As outlined in Lord Carter’s Digital Britain report, the Government has pledged to “commit to work with the industry to collect and review the evidence for a tax relief [system],” which it deems would “promote the sustainable production for online or physical sale of culturally British video games.”
“Creative content is not restricted to the traditional analogue industries of the performing arts, film and broadcasting,” read the report. “Other countries such as Canada extend the model of cultural tax relief beyond the film industry to the interactive and online worlds.”
However, the paper added that such a review will “balance” any possible support it makes with “the need for fair competition” as well as “ensure value for money for taxpayers.”
Attempts by the Labour Government to keep up with the fast-growing worldwide game development sector was, at first, to slow its national rivals down.
Amid much ridicule from within the UK sector, in 2008 the UK’s Department of Culture, Media and Sport had embarked on an investigation into the legality of Canada’s tax incentives for games studios.
The Government had tried to limit the tax incentives Canada enjoys, on the basis that they do not comply with World Trade Organization policy.
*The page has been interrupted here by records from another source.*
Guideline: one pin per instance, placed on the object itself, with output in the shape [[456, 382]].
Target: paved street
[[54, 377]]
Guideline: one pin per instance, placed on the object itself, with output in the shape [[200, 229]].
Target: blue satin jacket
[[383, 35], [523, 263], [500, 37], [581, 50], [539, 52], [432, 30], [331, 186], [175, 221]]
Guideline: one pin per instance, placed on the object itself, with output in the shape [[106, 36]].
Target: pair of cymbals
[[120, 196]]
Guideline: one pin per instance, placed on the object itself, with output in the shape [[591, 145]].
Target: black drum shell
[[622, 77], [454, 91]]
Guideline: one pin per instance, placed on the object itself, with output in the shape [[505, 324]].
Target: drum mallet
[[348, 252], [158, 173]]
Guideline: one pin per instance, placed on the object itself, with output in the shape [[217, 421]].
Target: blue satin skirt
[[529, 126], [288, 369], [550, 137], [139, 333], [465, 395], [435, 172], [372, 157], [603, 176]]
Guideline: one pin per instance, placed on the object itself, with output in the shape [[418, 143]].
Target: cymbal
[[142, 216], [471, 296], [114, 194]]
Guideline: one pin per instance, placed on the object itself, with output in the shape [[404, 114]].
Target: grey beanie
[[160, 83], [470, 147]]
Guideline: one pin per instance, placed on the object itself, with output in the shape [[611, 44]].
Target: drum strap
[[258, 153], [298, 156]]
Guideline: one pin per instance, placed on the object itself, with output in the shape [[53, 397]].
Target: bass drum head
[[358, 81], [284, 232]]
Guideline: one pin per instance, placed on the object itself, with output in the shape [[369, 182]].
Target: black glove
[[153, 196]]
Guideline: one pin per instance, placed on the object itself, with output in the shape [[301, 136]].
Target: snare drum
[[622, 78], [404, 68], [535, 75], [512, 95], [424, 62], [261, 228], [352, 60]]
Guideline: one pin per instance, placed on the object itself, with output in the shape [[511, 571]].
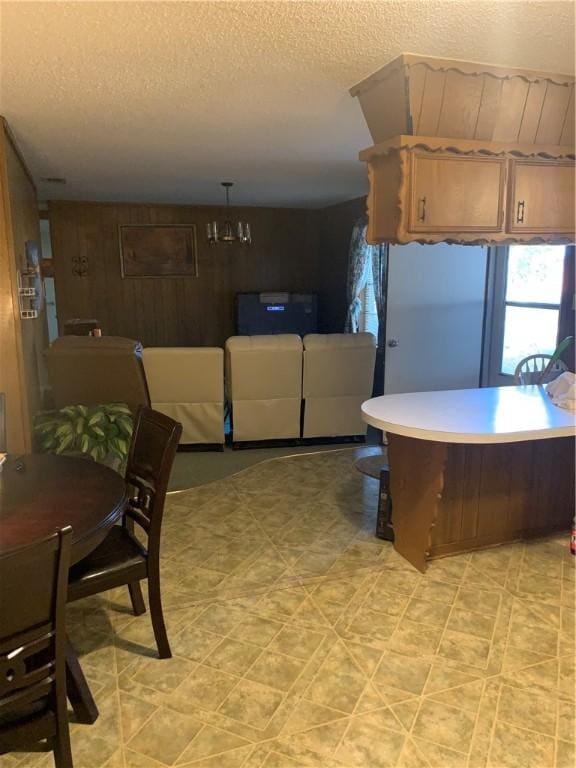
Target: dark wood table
[[39, 493]]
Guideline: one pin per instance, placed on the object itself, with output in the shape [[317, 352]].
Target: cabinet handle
[[422, 209], [520, 212]]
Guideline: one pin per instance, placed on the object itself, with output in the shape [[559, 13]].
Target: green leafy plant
[[101, 432]]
It was made clear back in February that these plans had failed.
Many had suggested that this was, in fact, a delaying tactic – an opportunity to wait before making a tough decision. The Government is now facing those same accusations for stating in the Digital Britain report that it will need more time.
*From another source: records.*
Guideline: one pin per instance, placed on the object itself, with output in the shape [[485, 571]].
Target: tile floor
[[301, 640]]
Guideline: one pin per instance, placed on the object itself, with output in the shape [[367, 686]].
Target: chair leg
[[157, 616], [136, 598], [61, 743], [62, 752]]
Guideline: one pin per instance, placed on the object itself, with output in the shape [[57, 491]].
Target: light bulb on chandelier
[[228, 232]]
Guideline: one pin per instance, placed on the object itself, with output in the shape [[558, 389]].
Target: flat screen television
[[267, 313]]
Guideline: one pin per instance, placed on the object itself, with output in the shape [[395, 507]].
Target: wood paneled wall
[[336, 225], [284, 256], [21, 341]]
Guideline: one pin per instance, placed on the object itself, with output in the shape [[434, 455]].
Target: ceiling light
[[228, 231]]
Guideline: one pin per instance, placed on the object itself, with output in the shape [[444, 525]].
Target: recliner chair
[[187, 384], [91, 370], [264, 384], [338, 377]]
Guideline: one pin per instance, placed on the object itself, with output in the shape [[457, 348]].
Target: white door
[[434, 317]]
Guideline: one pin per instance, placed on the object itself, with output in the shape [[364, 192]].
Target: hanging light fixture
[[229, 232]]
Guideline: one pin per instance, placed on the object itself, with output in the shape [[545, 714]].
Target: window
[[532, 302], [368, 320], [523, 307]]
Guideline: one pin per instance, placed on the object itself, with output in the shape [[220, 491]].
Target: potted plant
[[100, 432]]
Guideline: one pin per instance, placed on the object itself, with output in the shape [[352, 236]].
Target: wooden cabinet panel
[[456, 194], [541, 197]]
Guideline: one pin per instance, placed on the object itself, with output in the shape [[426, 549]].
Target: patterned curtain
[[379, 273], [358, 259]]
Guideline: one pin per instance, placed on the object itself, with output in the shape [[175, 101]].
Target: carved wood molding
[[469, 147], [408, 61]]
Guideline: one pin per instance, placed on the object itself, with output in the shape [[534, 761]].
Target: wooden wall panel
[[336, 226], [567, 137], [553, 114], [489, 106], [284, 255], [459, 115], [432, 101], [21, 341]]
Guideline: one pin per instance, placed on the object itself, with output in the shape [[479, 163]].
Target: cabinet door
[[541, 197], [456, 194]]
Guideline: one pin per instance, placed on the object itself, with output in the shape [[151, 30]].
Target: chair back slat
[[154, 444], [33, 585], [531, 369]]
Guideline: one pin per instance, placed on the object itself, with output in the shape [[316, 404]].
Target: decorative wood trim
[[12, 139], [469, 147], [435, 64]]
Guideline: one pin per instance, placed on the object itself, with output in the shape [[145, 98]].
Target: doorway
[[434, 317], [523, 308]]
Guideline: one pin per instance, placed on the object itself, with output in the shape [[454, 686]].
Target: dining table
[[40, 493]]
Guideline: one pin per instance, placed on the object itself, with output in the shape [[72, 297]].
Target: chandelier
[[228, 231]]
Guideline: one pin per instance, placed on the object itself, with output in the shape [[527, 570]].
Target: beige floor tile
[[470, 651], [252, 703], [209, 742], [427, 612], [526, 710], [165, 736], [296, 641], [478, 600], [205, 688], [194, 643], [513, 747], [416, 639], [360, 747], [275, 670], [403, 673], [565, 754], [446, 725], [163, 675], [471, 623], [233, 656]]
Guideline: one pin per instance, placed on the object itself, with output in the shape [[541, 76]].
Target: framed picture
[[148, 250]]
Yet in a recent Commons debate, the newly reshuffled Culture Secretary Ben Bradshaw changed the tune a little, stating that “we are looking at introducing further tax breaks.”
The Digital Britain Report, which you can read for yourself here, did however reaffirm the UK game industry’s importance; a clear step up from the interim report.
“Electronic games and simulation also have a significant role in Britain’s digital content ecology and in our international competitiveness,” read the review, stating that games could “engage us and reflect our cultural particularism. They may in future have a cultural relevance to rival that of film.”